Dascylium, Dascyleium, or Daskyleion (Δασκύλιον, Δασκυλεῖον), also known as Dascylus, was a town in Anatolia some 30 km inland from the coast of the Propontis, at modern Ergili, Turkey. Its site was rediscovered in 1952 and has since been excavated.

== History ==
Excavations have shown that the site was inhabited in the Bronze Age.

===Iron Age===
====Phrygian period====
Phrygians settled there before 750 BC. It came under the control of Lydia. It was then said to be named after Dascylus, the father of Gyges.

====Persian period====
After the Conquests of Cyrus the Great in 547 BC, Dascylium was chosen as the seat of the Persian satrapy of Hellespontine Phrygia, comprising lands of the Troad, Mysia and Bithynia.

====Hellenistic period====
Pharnabazus was satrap of Darius III there, until Alexander the Great appointed Calas, who was replaced by Arrhidaeus in the Treaty of Triparadisus. According to Strabo, Hellespontine Phrygia and Phrygia Epictetus comprised Lesser Phrygia (Mysia). Others geographers arranged it differently.

It was a member of the Delian League.

When Alexander of Macedon invaded Asia in 334 BC, the first of the major battles by which he overthrew the Achaemenid Empire was fought at the Granicus river on his way to Dascylium from Abydos on the coast.

=== Bishopric ===
Dascylium appears as a Christian bishopric in the mid-7th-century Notitia Episcopatuum of Pseudo-Epiphanius. It was a suffragan of the metropolitan see of Nicomedia, capital of the Roman province of Bithynia.

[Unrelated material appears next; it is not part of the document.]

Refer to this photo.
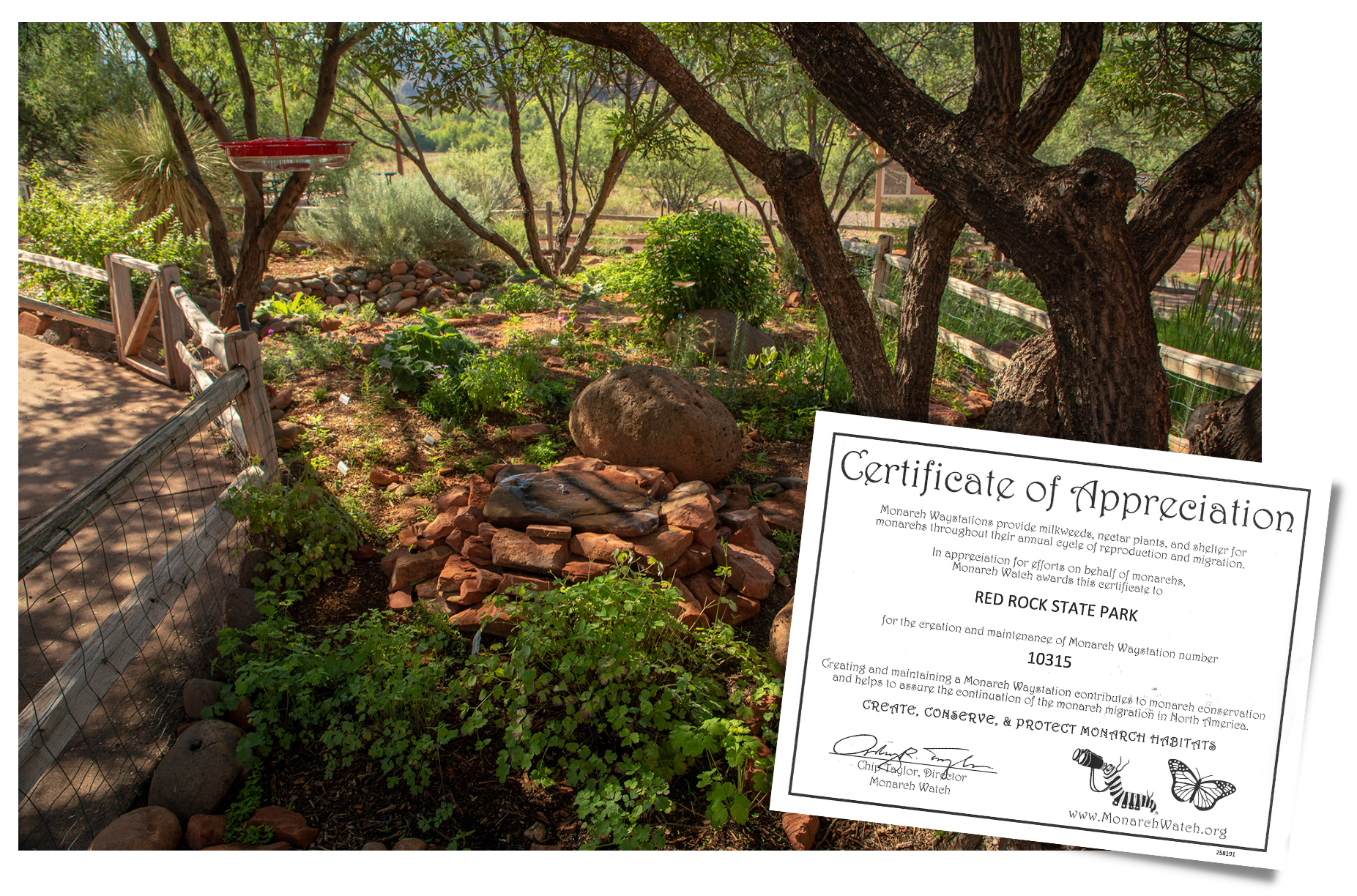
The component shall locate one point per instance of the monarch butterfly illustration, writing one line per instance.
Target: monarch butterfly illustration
(1112, 783)
(1191, 788)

The first bishop of Dascylium whose name appears in an extant document is Ioannes, who took part in the Third Council of Constantinople in 680 and in the Trullan Council of 692. The priest Basilius acted as representative of an unnamed bishop of the see at the Second Council of Nicaea in 787. Georgius was at the Council of Constantinople (869) and Germanus at the Photian Council of Constantinople (879).

== Archaeology ==

In 2020, archaeologists found a 4th century BC terracotta mask, representing the god Dionysus, in the city’s acropolis. From 1988 to 2010 the excavations were directed by Tomris Bakır. In August 2021, archaeologists led by Kaan Iren have announced the discovery of Ancient relief described Greek-Persian wars at Dascylium. Explorer Kaan Iren said: "there are Greek soldiers fighting and Persians on horseback fighting them. Greek soldiers are depicted under the hoofs of Persian horses. There is a propaganda scene here under the pretext of war".